Biogen Idec released much anticipated results from a study of a potential Alzheimer’s disease treatment on Friday, showing that it slowed cognitive decline in some patients.

In December, the biotechnology company based in Cambridge, Massachusetts, said the developing drug aducanumab reduced a type of plaque in the brain believed to play a key role in the disease and slowed clinical impairment in patients with a mild form of the disease.

Data from the 166-person study had already prompted the company to accelerate development and make plans to skip directly to a much larger late-stage study.

In the study, patients receiving the largest dose of the drug showed significant improvement over patients receiving a placebo. The drug candidate also met safety goals.

Typically, early-stage studies focus mainly on safety. The late-stage study will be much larger and focus more closely on efficacy and is generally the final phase before a company submits a drug to regulators for approval.

There is no cure for Alzheimer’s disease, the most common form of dementia. About 35 million people worldwide have Alzheimer’s, and current treatments only temporarily ease symptoms. The causes of the disease are still not very well understood and drugmakers have tried – and failed – for years to develop a treatment.
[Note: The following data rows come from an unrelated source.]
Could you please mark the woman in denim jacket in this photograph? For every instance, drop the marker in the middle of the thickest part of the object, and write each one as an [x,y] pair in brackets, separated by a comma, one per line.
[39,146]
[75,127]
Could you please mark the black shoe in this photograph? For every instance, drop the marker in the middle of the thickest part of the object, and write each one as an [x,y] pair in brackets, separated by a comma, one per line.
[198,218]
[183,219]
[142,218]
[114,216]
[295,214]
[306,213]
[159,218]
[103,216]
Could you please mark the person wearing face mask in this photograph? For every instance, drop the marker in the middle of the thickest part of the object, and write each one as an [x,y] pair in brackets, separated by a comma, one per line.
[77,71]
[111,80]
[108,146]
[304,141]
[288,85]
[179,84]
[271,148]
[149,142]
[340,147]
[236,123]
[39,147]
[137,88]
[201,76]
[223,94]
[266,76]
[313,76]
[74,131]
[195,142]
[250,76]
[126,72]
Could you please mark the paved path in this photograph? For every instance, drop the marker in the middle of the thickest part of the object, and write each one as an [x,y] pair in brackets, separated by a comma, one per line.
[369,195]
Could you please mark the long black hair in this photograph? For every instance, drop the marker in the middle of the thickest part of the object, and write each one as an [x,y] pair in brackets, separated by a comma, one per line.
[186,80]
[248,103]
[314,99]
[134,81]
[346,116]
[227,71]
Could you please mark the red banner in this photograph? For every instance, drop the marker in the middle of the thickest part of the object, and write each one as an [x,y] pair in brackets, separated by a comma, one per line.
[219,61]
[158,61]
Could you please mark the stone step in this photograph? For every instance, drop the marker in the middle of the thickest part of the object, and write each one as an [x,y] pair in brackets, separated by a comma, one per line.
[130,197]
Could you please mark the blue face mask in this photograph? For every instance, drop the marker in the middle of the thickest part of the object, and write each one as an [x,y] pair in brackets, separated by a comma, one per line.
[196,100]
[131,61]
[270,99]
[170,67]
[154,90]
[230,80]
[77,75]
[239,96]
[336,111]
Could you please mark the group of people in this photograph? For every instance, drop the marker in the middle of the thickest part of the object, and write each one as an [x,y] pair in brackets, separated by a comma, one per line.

Last summer, biotech drug developer Genentech said its experimental drug failed to slow mental decline in midstage studies on more than 500 people with mild to moderate Alzheimer’s disease. But the treatment showed some promise in patients with a milder form of the disease who received a higher dose.

In 2012 a potential treatment called bapineuzumab developed by Pfizer, Johnson & Johnson and Elan Pharmaceuticals failed.

Biogen was to present the data on aducanumab on Friday at the 12th International Conference on Alzheimer’s and Parkinson’s Diseases and Related Neurological Disorders in Nice, France.